Forget the crisis, just carry on

Friday 22nd October 2010, 2:30PM BST.

ONE of the consequences of the UK’s spending review, which aims to cut £81bn-worth of public spending over four years, is to highlight how much better off Guernsey is in comparison.

In his assessment of the situation yesterday, the chief minister highlighted the sheer burden of debt Britain labours under, having to find interest repayments of £120m. a day. To put this into context, that annual £44bn cost is about the same as the UK was spending on defence before that, too, was cut.

In effect, that is taxpayers’ money being thrown away and indicates why this island is rightly so averse to borrowing and why its £32m. budget deficit is entirely manageable.

That will be wiped out in four years’ time without further tax increases on the basis that the island’s public sector controls its costs.

That, too, was a further contrast between Britain and Guernsey. There, the spending reductions are savage while here restraint is the order of the day.

However, from what has emerged to date, there is little indication of that restraint and even less that the island’s own Fundamental Spending Review is paying dividends.

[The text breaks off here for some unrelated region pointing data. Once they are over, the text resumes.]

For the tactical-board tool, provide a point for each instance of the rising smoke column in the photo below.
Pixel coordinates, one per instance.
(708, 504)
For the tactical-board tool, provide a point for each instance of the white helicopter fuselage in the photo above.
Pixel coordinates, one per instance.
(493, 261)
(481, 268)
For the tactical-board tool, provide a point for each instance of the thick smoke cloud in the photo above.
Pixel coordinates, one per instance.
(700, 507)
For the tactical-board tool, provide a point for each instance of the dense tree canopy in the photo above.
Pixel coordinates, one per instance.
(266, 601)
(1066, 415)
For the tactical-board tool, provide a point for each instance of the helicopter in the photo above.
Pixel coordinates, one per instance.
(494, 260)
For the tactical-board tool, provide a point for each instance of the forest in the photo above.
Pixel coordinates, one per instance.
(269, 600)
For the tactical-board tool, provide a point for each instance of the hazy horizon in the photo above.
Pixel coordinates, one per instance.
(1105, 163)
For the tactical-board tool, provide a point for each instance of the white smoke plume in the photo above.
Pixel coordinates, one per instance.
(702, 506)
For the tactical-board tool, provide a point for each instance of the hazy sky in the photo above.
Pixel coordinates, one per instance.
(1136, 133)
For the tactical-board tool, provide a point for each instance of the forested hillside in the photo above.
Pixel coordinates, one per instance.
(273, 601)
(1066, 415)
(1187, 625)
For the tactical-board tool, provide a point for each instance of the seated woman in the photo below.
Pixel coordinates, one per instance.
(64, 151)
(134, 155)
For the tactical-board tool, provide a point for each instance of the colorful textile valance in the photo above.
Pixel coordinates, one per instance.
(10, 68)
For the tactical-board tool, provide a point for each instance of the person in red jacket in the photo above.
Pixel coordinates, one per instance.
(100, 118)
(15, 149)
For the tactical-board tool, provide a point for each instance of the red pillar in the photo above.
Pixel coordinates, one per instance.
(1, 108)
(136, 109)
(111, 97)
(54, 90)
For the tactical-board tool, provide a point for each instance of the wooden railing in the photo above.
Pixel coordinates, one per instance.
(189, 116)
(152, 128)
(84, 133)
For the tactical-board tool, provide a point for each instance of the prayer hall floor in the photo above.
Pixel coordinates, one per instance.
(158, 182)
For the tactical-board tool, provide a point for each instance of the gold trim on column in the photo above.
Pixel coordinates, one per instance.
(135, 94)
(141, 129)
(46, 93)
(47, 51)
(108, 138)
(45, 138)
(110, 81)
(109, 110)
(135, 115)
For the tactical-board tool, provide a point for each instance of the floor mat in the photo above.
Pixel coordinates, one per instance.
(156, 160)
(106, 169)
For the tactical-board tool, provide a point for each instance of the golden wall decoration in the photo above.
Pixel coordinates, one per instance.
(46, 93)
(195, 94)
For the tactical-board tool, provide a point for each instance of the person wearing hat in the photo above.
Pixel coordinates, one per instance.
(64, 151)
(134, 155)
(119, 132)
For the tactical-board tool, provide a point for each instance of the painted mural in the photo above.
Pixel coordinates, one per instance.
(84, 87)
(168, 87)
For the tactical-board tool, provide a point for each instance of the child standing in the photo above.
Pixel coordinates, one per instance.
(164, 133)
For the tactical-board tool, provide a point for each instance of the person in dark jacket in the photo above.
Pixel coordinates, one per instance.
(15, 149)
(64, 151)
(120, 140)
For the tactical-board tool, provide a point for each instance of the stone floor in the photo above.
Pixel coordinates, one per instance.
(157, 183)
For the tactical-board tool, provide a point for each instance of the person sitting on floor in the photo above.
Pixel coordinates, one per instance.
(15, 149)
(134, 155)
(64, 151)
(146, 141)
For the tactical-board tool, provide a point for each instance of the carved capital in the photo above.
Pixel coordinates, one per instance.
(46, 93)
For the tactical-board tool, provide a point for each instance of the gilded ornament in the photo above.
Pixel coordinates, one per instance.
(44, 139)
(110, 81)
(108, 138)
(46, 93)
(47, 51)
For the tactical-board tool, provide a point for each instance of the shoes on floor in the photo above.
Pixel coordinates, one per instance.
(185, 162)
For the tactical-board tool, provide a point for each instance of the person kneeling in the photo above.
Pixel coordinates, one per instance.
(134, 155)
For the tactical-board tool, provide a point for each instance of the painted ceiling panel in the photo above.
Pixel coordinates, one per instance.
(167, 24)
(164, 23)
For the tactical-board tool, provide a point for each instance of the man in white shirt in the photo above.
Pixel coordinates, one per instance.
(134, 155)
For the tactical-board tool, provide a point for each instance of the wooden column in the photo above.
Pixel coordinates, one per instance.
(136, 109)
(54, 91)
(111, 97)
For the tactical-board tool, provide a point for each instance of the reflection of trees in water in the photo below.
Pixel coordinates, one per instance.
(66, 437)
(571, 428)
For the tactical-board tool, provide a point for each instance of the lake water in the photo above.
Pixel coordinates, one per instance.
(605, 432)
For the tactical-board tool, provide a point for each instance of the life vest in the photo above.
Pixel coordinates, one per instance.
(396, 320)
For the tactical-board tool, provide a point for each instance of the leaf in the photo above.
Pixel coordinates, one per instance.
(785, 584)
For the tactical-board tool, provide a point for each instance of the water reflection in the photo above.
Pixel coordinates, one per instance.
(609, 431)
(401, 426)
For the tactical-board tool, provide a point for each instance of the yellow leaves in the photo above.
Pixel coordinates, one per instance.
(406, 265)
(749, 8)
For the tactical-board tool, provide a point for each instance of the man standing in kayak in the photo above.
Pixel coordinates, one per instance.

Where action has been taken it is to reduce services and transfer expenditure to islanders, as in putting up bus fares. There is no evidence – apart from at Health and Social Services – that departments have become leaner or shed staff.

Perversely, one of the unwelcome effects of Guernsey being in a better position than probably any other jurisdiction, including Jersey, is that there is less pressure to review and change departmental cultures.

If the island clears its deficit without doing anything meaningful, then an enormous opportunity will have been missed. Just as the current public sector pension scheme represents a growing financial burden for the future, so too does the current size and cost of the island’s bureaucracy.

Doing nothing might be the tempting, complacent option but it is short-sighted and dangerous. Events have shown that we can have no expectation of living standards rising year after year as in the past.

Yet that is exactly how Guernsey’s government appears to be acting.